Statu quo ou assouplissement monétaire ? La Banque du Japon (BoJ), confrontée à un choix cornélien face au risque de rechute en récession de l'économie, a finalement décidé vendredi de maintenir en l'état sa politique monétaire.
Si un certain nombre d'analystes pariaient sur un geste, ce statu quo n'a guère provoqué d'émoi sur les marchés: l'indice Nikkei de la Bourse de Tokyo n'a chuté que ponctuellement, tout comme le dollar face au yen, avant que les deux ne se redressent.
Le gouverneur Haruhiko Kuroda, qui avait surpris tout le monde il y a tout juste un an en augmentant son programme de rachat d'actifs, n'a donc pas sorti le grand jeu, malgré l'essoufflement de la stratégie de relance "abenomics".
Cette décision n'a été assortie d'aucun commentaire, la Banque du Japon les réservant pour plus tard dans la journée, quand elle publiera son rapport économique semestriel.
M. Kuroda a également prévu de donner une conférence de presse.

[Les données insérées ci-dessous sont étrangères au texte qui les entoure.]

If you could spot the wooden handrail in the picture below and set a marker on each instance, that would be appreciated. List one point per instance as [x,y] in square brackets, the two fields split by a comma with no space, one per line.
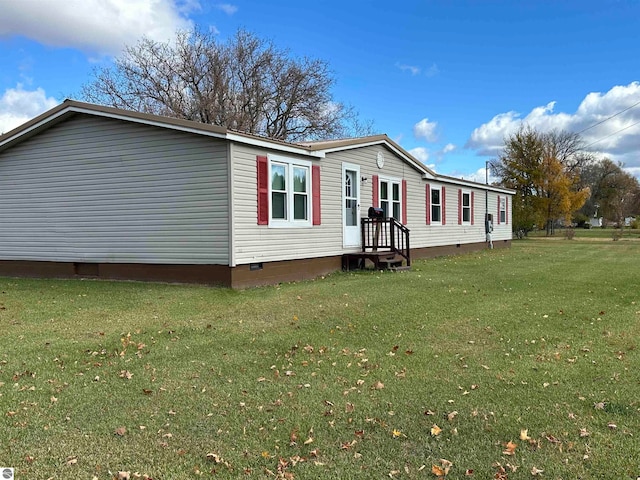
[385,234]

Son discours sera disséqué, alors qu'il a tenu jusqu'à présent des propos résolument optimistes, mettant en avant la "reprise modérée" de l'économie.
Les statistiques du mois de septembre, publiées jeudi et vendredi, ont brossé un tableau en demi-teinte.
En septembre, la consommation des ménages, qui compte pour quelque 60% du produit intérieur brut, a accusé une baisse surprise (-0,4% sur un an).
Les Cassandre font aussi remarquer que l'inflation vacille dangereusement. Hors ceux des produits périssables, les prix à la consommation se sont repliés de 0,1% sur un an.
Ils avaient diminué d'autant en août, pour la première fois depuis le lancement en avril 2013 par la BoJ de sa vaste offensive monétaire précisément destinée à vaincre la déflation, ce cycle paralysant de baisse des prix et des salaires.
Si on exclut l'alimentation et l'énergie, les prix ont cependant progressé de 0,9% en septembre, contre +0,8% en août, un indicateur que met régulièrement en avant le gouverneur de la BoJ pour arguer de l'efficacité de sa politique. Selon lui, l'inflation repartira de plus belle quand les effets de la chute des cours du baril de pétrole se seront dissipés.
- La BoJ ne peut pas tout -
Voilà qui a pu faire pencher la balance en direction du statu quo, selon certains observateurs.
Et les mêmes de mettre aussi en avant les chiffres du marché du travail. Le taux de chômage s'est maintenu en septembre à 3,4% de la population active et les conditions d'emploi se sont encore améliorées avec 124 offres pour 100 demandes, du jamais vu en 23 ans.
Enfin, la production industrielle a rebondi sur la période.
M. Kuroda n'a jusqu'à présent pas semblé très enclin à donner un coup de pouce supplémentaire à l'économie, d'autant que la politique monétaire ne peut pas tout, répète-t-il souvent, exhortant le gouvernement de Shinzo Abe à accélérer les réformes structurelles.
Le levier actionné par la BoJ a montré ses limites: la dépréciation du yen n'a pas eu l'effet escompté sur les exportations et si elle a engendré des bénéfices records au sein des grandes firmes exportatrices, celles-ci n'ont répercuté que modestement ces profits sur les salaires et investissements.
La BoJ surveille aussi les mouvements de ses homologues: la banque centrale européenne (BCE) s'est récemment dite prête à agir davantage, sans "tabou", tandis que la Réserve fédérale américaine (Fed) tarde à resserrer sa politique monétaire.
C'est en jaugeant l'ensemble de ces éléments ainsi que l'impact du ralentissement des marchés émergents - la Chine étant un partenaire commercial majeur du Japon - que les neuf membres du comité de politique monétaire ont pris leur décision de reconduire - par huit voix contre une - le programme de rachat d'actifs au même rythme.
Le dispositif d'assouplissement qualitatif et quantitatif actuel vise à augmenter la base monétaire de 80.000 milliards de yens par an (près de 600 milliards d'euros).
Si la banque centrale japonaise a décidé de ne pas bouger pour l'instant, elle devrait cependant revoir ses prévisions.
Selon des informations de presse, elle va différer la date prévue pour atteindre son objectif d'inflation de 2%. Elle espérait jusqu'ici y parvenir entre avril et septembre 2016.
L'estimation de croissance devrait elle aussi être révisée négativement à 1% environ en 2015/2016 (contre +1,7%) et être un peu réduite pour 2016/2017 (1,5% pour le moment).